The U16 output is applied to a Quad 2 Input NAND Gate 74HCOO, U54A
and the U54B, which allows the Black Expanded switch (in or out) to
be operated glitch free, by switching in the Vertical Interval. The
output of U54 is applied to the EXPAND RATIO CONTROL, RV5, and
diode coupled to the inverting input of U13 DEL LUMA AMP. The
Expand Ration Control increases the signal amplitude in an amount
determined by the voltage applied to the comparator in the window
provided by the comparator.
[0096] Operation Clarity Channel:
[0097] The negative enhancing transition pulses from the clarity
buffer U21 are fed via JP3 pins 3&4 to the non inverting input
of U41 and U46 pulse shape and clarity input buffer amplifiers, via
Chroma trap VL3. The Chroma trap VL3 can limit 3.58 Mhz frequency
information such that noise does not appear in the enhanced
information of the clarity channel. The suppression of the 3.58 Mhz
information can be performed such that edge noise does not appear
in the video signal when the AFS in on.
[0098] U46 can be an operational amplifier and acts as a buffer
gain amplifier for the enhanced transitions. The output of U46 is
applied to the R/C network R184 and C164 which established the DC
and AC signal level at the input to U51 (EL 4451) Detail Amplifier.

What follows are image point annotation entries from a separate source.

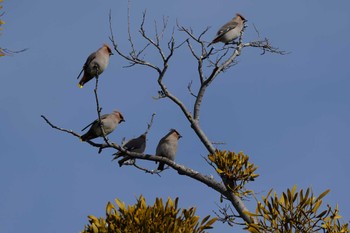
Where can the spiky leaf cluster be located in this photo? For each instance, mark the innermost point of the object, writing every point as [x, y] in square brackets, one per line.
[296, 212]
[235, 169]
[143, 218]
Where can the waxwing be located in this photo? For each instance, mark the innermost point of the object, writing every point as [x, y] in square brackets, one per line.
[137, 145]
[95, 64]
[167, 147]
[109, 123]
[230, 31]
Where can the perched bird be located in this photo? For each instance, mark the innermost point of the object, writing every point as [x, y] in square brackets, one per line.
[167, 147]
[137, 145]
[230, 31]
[95, 64]
[109, 123]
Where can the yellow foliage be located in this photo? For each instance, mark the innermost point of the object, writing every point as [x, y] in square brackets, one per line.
[235, 170]
[143, 218]
[295, 212]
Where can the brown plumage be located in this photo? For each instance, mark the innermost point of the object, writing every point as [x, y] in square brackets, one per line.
[230, 31]
[95, 64]
[167, 147]
[109, 123]
[137, 145]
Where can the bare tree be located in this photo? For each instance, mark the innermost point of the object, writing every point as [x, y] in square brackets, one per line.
[235, 170]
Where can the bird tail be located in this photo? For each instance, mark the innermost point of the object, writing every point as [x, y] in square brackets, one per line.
[161, 166]
[85, 137]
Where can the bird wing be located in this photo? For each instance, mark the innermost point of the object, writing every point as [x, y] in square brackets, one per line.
[89, 60]
[87, 63]
[227, 27]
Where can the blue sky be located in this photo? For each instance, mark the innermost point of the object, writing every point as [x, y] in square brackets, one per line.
[289, 113]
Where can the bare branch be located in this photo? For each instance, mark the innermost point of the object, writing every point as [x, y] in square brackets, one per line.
[100, 146]
[149, 125]
[189, 87]
[265, 46]
[99, 109]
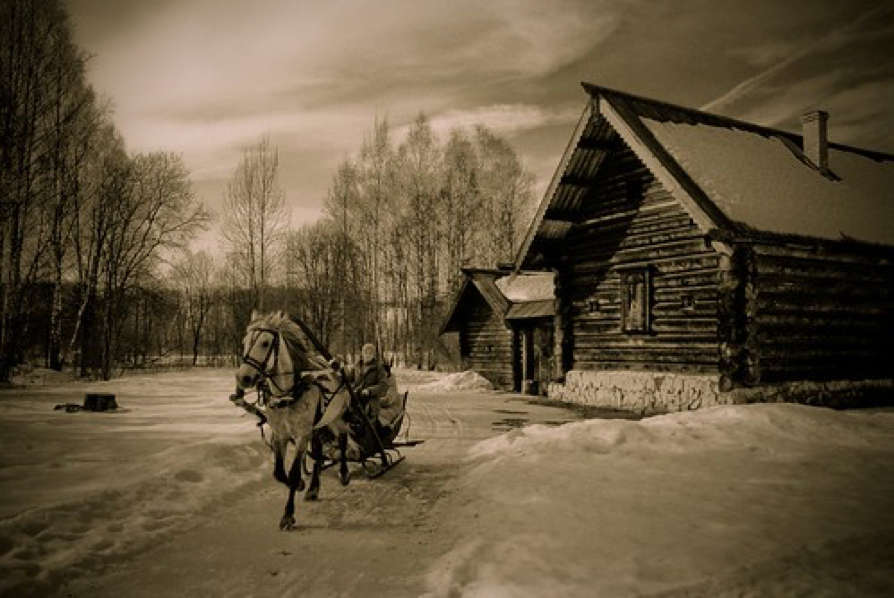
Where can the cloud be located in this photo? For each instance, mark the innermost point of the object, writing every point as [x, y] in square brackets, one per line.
[848, 72]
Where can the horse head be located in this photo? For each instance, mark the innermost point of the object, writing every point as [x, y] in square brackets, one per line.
[266, 356]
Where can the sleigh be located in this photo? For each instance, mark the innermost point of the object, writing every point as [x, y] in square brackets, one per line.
[373, 441]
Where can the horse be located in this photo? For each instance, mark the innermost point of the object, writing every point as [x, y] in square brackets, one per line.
[297, 408]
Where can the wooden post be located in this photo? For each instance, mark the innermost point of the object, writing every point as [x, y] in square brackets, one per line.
[99, 401]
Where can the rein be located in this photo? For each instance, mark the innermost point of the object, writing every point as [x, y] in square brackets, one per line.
[261, 366]
[271, 394]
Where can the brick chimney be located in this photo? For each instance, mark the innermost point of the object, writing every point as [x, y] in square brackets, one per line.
[816, 145]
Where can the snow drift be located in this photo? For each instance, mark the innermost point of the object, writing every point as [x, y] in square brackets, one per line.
[757, 500]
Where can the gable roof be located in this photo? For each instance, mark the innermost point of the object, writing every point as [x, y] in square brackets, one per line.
[511, 296]
[731, 176]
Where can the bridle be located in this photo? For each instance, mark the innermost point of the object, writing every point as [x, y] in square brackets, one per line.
[262, 365]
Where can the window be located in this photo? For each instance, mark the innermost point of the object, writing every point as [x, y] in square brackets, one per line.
[636, 305]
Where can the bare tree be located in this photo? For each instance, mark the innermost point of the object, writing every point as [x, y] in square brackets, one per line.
[314, 253]
[507, 197]
[460, 203]
[193, 277]
[33, 41]
[420, 165]
[155, 212]
[255, 218]
[377, 184]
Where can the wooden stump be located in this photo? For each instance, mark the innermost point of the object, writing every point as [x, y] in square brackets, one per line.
[99, 401]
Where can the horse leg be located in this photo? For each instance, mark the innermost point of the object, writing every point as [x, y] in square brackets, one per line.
[296, 484]
[279, 461]
[343, 474]
[316, 449]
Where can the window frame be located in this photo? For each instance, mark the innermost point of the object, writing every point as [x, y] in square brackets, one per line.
[636, 316]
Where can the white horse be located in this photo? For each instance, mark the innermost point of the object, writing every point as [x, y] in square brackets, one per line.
[300, 396]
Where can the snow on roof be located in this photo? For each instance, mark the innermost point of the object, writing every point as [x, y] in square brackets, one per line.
[527, 287]
[760, 181]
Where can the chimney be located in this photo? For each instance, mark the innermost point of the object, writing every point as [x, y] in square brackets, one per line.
[816, 146]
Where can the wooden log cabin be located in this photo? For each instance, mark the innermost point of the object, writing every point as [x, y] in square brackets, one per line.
[703, 260]
[504, 323]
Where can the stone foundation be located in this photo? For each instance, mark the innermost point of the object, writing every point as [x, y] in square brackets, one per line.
[649, 393]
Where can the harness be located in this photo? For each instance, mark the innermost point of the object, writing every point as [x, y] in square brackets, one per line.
[271, 395]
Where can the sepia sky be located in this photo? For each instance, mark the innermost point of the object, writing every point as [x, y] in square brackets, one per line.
[208, 78]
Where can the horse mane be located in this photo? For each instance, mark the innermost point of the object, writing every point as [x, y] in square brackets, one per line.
[303, 352]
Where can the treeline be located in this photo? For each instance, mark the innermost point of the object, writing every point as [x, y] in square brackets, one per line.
[83, 222]
[401, 219]
[96, 271]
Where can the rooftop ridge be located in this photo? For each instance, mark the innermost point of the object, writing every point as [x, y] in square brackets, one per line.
[711, 118]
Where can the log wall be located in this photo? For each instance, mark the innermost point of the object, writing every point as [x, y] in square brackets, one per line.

The signal is then pass through the detail amplifier and applied to
the non inverting input of U47 (3111) Clarity Delay Line Driver
amplifier. The output of U47 is then applied the R182, a 100 ohm
resistor which acts as the source impedance for delay line DL 6. DL
6 can be a 240 nano second delay line that sets the timing of the
enhancing transitions to the video in the additive light channel
and is terminated by R189 100 ohm resistor.
[0099] The signal then is applied to the input of U45 pin 4, which
is a video switching amplifier GY 4102, which acts as the enhance
On/Off switch when pulses are applied to pin 8. Therefore, RV
variable resistor and the fixed resistor R225 allow for this
adjustment. Pin 8 of U45 allows for the on/off pulses from the off
pulse generator U55 to control whether or not the enhancement
signals are present at the output of U55 at pin 6
[0100] The enhance transitions then can be provided to U48 enhance
amplifier, whose gain is controlled by the clarity gain control on
the front panel of the module. This amplifier determines the actual
enhance level in the video signal at the output of the 1776.
[0101] Operation of the OFF-PULSE GEN:
[0102] The negative going enhancement transitions from U21 clarity
buffer amplifier, via JP3 are applied to the input buffer amplifier
U41/3111 operational amplifier non inverting input pin 3, via
Chroma trap VL2. The Chroma trap can maintain the 3.58 Mhz Chroma
information from creating noise problems in the subsequent pulse
circuitry. R173 and R186 provide the Chroma trap termination and
R168 and R175 set the fixed gain of U41.
[0103] The output signals of U41 are applied through R 170 to the
resistive network R233, RV15 and R169 which is in the feedback
circuit of U42 pulse gain amplifier. This network can provide the
necessary gain characteristic for the amplifier. R176 provides a
ground return for the non inverting input of the amplifier. The
output of U42 is fed through R171 to the non inverting input of
U43/3111 pulse trigger amplifier. The resistive network R165 and
R177 set the fixed low frequency gain of the amplifier and the R/C
combination RV20 and C77 provide the variable high frequency gain.
This circuit is especially critical for setting high frequency
triggering information to the off pulse generator U55. Improper
setting of this control may appear as noise in edges of the color
bar information. The resistive network R172 and R174 provide the
required termination for U42 and input impedance for U43.
[0104] The output triggering pulses of U43 can be applied to the
input of U55 pin 31, Off Pulse Generator, through diode D14, which
acts as a clipper for unwanted base line information in the signal.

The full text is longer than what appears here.